Humanist Perspectives: issue 152: An Interview with Evelyn Martens

An Interview with Evelyn Martens
by Gary Bauslaugh

How are you feeling now, two and a half months after the trial ended?

The whole thing took a lot out of me — it affected me more than I thought it would. For a while I felt like crawling into hole somewhere, but then I realized I was just being a big sissy. I am feeling better now that I have most of my things back from the RCMP. [Earlier that day Evelyn picked up a van full of her possessions, including her computer, which had been in the Duncan police station for two and a half years.] I am going to Greece with my friend Brenda Hurn in the spring.

If you don’t mind thinking about it all again, can you tell me how you were treated by the police.

Well as you know Corporal Bate was at the Station when we went to get my things back, and he was very courteous then. But after I was arrested he was very irate. He and Corporal Pearson took me upstairs and I guess Bate was the bad cop. I was arrested at about 5:30 and was given nothing to eat or drink until after midnight when they gave me some water. The Sydney police were not bad, fairly polite, but they did not give me any food and I got very thirsty as the cell was very hot.

Were you very upset?

I was but I didn’t show it. I felt sick for my family and friends — to think that my actions would have a bad effect on them.

And then they transported you around, at times I understand in shackles.

I was driven to Duncan that night, then back to Victoria for the next night, and then was flown to Burnaby Women’s Prison the next day. While being transported to the airport and while flying I was in hand cuffs and leg shackles. The vehicles they drove me in had very hard bare metal everywhere, and sometimes there were other prisoners as well. I was in Burnaby for a few days, because of the long weekend and the difficulty in arranging bail.

How were you treated at the Women’s Prison?

It was fine. The guards were polite and I had my own cell. It was my first time in a prison ward, and the other women in the prison were serving sentences for various crimes. But they were all good to talk to and no one was mean. So the guards were good and the convicts were friendly. People don’t talk about why they are in there, but one of them knew about me.

What was the worst thing about being arrested and jailed?

I couldn’t talk to my friends or family. I couldn’t call my daughter to tell her I had been arrested and wouldn’t be coming home, though at some point I think a member of the Sidney Detachment let her know. And I didn’t like being shackled — I had a hard time getting up the steps to the plane. They did try in Sidney and Nanaimo, on the way back from Burnaby, to intimidate and demoralize me.

And in the jail cell in the detachments the toilet in the room is right in line with the surveillance camera.

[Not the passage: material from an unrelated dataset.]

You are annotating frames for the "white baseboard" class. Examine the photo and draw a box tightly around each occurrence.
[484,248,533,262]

Then after I was released they still came into my home every week, and I had to report in every two weeks, and I had to get permission to travel.

Why did they do all of this to you?

Some years earlier a woman in Ireland, Rosemary O’Toole, had contacted me about where to get an exit bag, and asked if I would come and be with her when she ended her life. I couldn’t do that but she found a man in West Virginia who would travel to be with people, and he went over. Subsequently, after she died, the police got my name and the man’s name off Rosemary’s computer. They gave the police here my name, and they began to investigate, thinking that this was an international conspiracy. So when they found out about Monique, whom they thought had not been ready to die, they decided to take action.

Were you very worried about the verdict?

I had been worried about the Judge’s attitude. I understand he wanted this case, and he seemed very unfavourable to us most of the time, so this looked bad. But his charge to the jury was a big surprise. Still, I had no idea what would happen. I had steeled myself about going to jail and I was ready for it. I’d take courses, and do lots of things.